Lesson 8: Fault Tolerance and Replication
- discussion thread
-
* Free Distributed Systems textbook
Maarten van Steen and Andrew Tanenbaum -
* Time, Clocks, and the Ordering of Events in a Distributed System
Leslie Lamport, 1978
On readings: Recommended background readings are marked with (^) above. Optional historical or fun readings are marked with (*). If you feel comfortable with the topic already, you may skip these readings.
Notes
The slides from lecture can be found on Canvas.
Distributed systems
So far, the systems we’ve looked at have been distributed in the sense that we have multiple elements working in parallel. However, what we’ll be talking about now is a little different, because these systems will be loosely coupled. We’ll talk about precisely what this means in lecture, but in short, the networks are unreliable, and nodes in the system are much more prone to failure. In loosely-coupled systems, we also tend to see more support for dynamic membership in the system, i.e. nodes can come and go at will. We’ll talk more about that next time.

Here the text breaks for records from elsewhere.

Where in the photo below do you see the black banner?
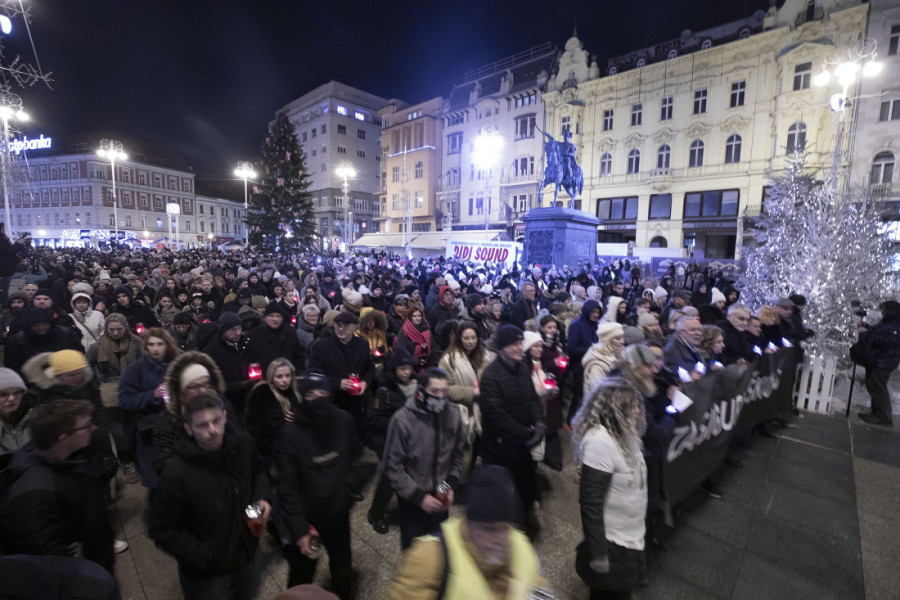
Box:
[663,348,799,504]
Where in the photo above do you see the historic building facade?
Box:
[280,81,388,248]
[543,0,868,258]
[438,42,559,239]
[10,134,244,247]
[377,98,442,233]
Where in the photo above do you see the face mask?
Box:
[425,394,447,414]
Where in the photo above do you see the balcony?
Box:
[645,167,675,192]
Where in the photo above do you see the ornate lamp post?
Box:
[97,140,128,247]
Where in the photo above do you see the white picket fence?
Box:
[794,353,837,414]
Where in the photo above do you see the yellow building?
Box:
[376,98,442,233]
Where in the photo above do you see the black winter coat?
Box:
[150,424,271,576]
[246,321,306,376]
[479,358,544,459]
[278,406,356,542]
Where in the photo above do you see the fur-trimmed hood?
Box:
[165,352,225,422]
[22,352,94,390]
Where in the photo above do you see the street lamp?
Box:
[813,38,883,192]
[234,160,256,246]
[0,92,28,237]
[97,140,128,247]
[334,162,356,249]
[472,130,503,236]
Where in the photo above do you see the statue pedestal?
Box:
[522,206,600,271]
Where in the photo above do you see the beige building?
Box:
[543,0,869,258]
[375,98,441,233]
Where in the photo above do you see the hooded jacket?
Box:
[568,300,602,365]
[150,423,271,576]
[153,352,229,473]
[70,292,106,352]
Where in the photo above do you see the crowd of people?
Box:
[0,226,900,600]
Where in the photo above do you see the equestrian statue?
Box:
[538,128,584,208]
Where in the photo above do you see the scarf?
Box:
[97,332,131,375]
[403,319,431,358]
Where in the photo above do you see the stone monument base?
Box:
[522,206,600,271]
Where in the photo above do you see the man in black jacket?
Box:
[247,302,306,374]
[150,394,271,600]
[479,325,546,539]
[278,370,353,600]
[203,311,250,422]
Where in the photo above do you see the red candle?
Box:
[247,363,262,379]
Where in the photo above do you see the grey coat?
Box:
[383,398,465,505]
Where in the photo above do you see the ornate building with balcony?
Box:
[376,98,441,235]
[543,0,868,258]
[437,42,559,235]
[280,81,388,248]
[10,133,229,247]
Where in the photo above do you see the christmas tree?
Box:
[738,154,892,356]
[247,113,316,252]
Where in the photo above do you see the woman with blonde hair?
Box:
[573,346,658,600]
[244,357,300,466]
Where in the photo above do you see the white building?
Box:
[279,81,388,247]
[543,0,868,258]
[2,134,244,247]
[437,42,559,239]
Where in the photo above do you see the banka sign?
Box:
[9,134,53,154]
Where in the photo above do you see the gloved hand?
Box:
[589,556,609,575]
[525,423,547,449]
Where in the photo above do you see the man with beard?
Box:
[150,394,271,600]
[278,370,354,600]
[110,285,159,331]
[203,311,256,418]
[385,465,546,600]
[247,302,306,373]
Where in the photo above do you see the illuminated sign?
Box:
[9,134,53,154]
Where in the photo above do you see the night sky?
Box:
[4,0,768,185]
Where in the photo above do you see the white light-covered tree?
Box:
[738,154,893,356]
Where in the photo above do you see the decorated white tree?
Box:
[738,154,892,356]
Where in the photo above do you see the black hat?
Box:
[333,310,359,325]
[219,310,241,333]
[466,465,522,523]
[494,325,525,350]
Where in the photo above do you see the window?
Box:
[731,81,747,108]
[597,196,638,221]
[684,190,740,218]
[787,121,806,154]
[656,144,672,169]
[447,133,462,154]
[869,152,894,185]
[694,90,706,115]
[878,99,900,121]
[688,140,703,167]
[725,134,741,164]
[650,194,672,219]
[600,152,612,177]
[631,104,643,127]
[659,96,673,121]
[794,63,812,92]
[628,150,641,175]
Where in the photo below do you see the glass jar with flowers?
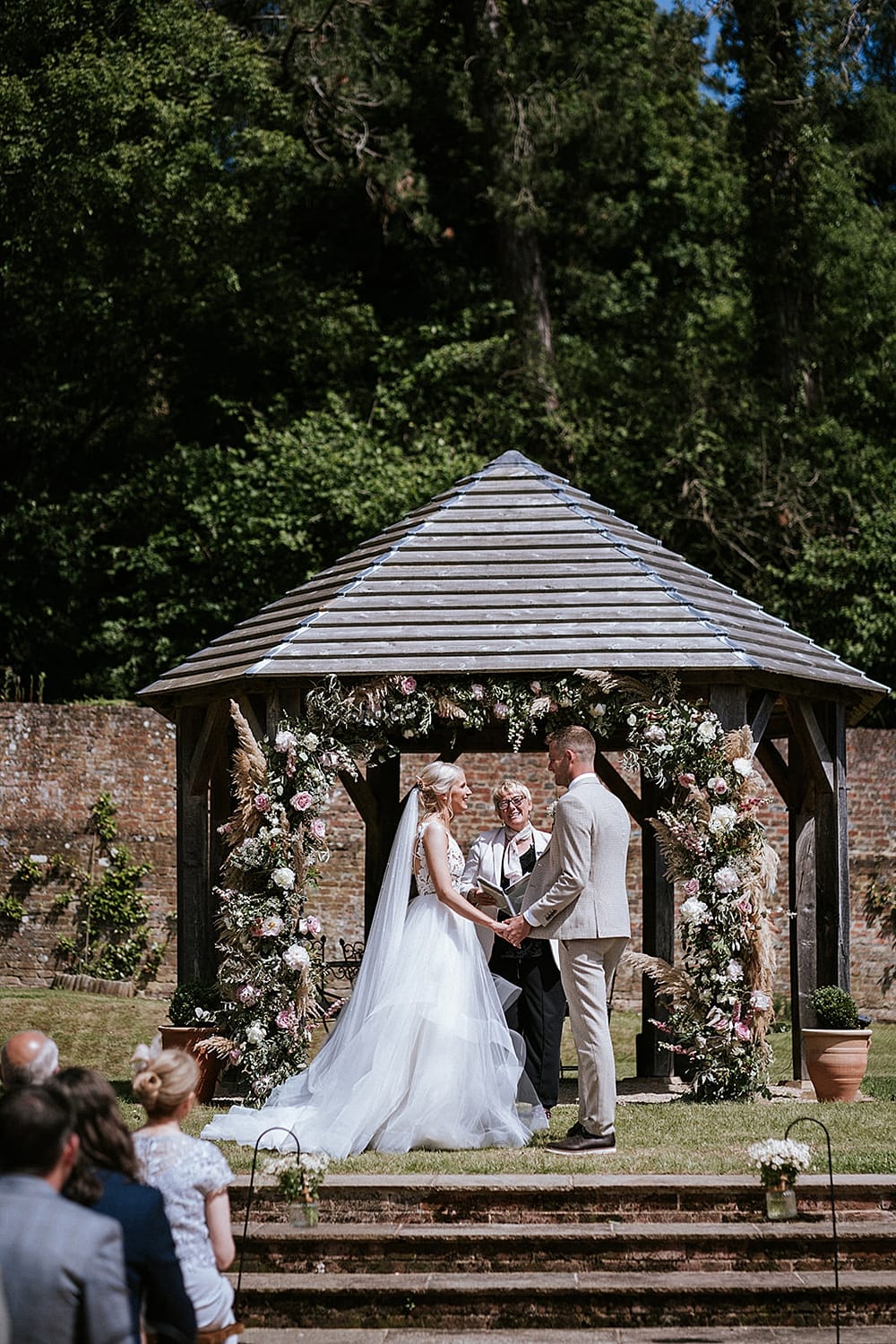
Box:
[262,1153,329,1228]
[747,1139,812,1222]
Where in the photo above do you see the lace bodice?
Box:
[133,1129,234,1279]
[414,822,463,900]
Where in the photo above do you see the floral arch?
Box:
[210,672,778,1105]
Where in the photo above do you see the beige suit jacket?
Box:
[522,777,632,941]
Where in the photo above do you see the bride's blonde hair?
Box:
[130,1050,199,1116]
[417,761,463,812]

What makes DS challenging?
- unreliable communication links (WiFi, undersea cable links, IT guy unplugging the ethernet cable, etc.)
- processes may crash due to bugs or node failures
- events generally are non-deterministic
Despite all of this, we still want to be able to build systems for such environments that continue to work. This requires fault tolerance. A fault-tolerant system is one that can detect faults and recover from them (and/or keep working correctly in their presence).
In the slides, we’ll try to cover (at a surface level):
- RPC and networking
- Two-generals and byzantine generals problem
- System models (network model, node/failure model, timing model)
- Failure Detection
- Lamport Clocks and Vector clocks
- Broadcast Models
- Basics of Replication
- Idempotence
- Quorums
- State Machine Replication (SMR)